All such forward-looking information and statements are based on certain assumptions and analyses made by Ivanhoe Mines’ management in light of their experience and perception of historical trends, current conditions and expected future developments, as well as other factors management believe are appropriate in the circumstances. These statements, however, are subject to a variety of risks and uncertainties and other factors that could cause actual events or results to differ materially from those projected in the forward-looking information or statements including, but not limited to, unexpected changes in laws, rules or regulations, or their enforcement by applicable authorities; the failure of parties to contracts to perform as agreed; social or labour unrest; changes in commodity prices; unexpected failure or inadequacy of infrastructure, industrial accidents or machinery failure (including of shaft sinking equipment), or delays in the development of infrastructure; and the failure of exploration programs or other studies to deliver anticipated results or results that would justify and support continued studies, development or operations. Other important factors that could cause actual results to differ from these forward-looking statements also include those described under the heading “Risk Factors” in the company’s most recently filed MD&A, as well as in the most recent Annual Information Form filed by Ivanhoe Mines. Readers are cautioned not to place undue reliance on forward-looking information or statements. Certain of the factors and assumptions used to develop the forward-looking information and statements, and certain of the risks that could cause the actual results to differ materially are presented in the “Platreef 2017 Feasibility Study, September 2017” available on SEDAR at www.sedar.comand on the Ivanhoe Mines website at www.ivanhoemines.com.
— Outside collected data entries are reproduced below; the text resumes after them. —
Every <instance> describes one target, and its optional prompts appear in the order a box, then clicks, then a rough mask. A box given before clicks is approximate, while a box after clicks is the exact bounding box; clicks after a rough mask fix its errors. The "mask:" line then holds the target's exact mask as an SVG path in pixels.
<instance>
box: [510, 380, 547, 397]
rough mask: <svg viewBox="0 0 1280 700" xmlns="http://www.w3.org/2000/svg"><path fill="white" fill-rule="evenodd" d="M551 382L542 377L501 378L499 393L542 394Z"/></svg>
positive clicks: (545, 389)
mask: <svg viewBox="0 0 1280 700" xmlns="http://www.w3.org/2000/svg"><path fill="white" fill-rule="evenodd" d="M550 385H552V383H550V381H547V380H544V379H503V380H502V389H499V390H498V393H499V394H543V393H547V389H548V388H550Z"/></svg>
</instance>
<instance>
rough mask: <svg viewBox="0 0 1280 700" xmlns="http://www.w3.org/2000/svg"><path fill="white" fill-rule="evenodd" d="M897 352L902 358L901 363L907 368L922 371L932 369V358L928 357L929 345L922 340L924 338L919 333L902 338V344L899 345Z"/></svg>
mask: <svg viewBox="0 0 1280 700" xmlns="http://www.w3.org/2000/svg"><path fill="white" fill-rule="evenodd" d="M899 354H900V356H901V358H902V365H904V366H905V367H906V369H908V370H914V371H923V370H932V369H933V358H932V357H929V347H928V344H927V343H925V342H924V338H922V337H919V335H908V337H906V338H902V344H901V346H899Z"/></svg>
Although the forward-looking statements contained in this news release are based upon what management of the company believes are reasonable assumptions, the company cannot assure investors that actual results will be consistent with these forward-looking statements. These forward-looking statements are made as of the date of this news release and are expressly qualified in their entirety by this cautionary statement. Subject to applicable securities laws, the company does not assume any obligation to update or revise the forward-looking statements contained herein to reflect events or circumstances occurring after the date of this news release.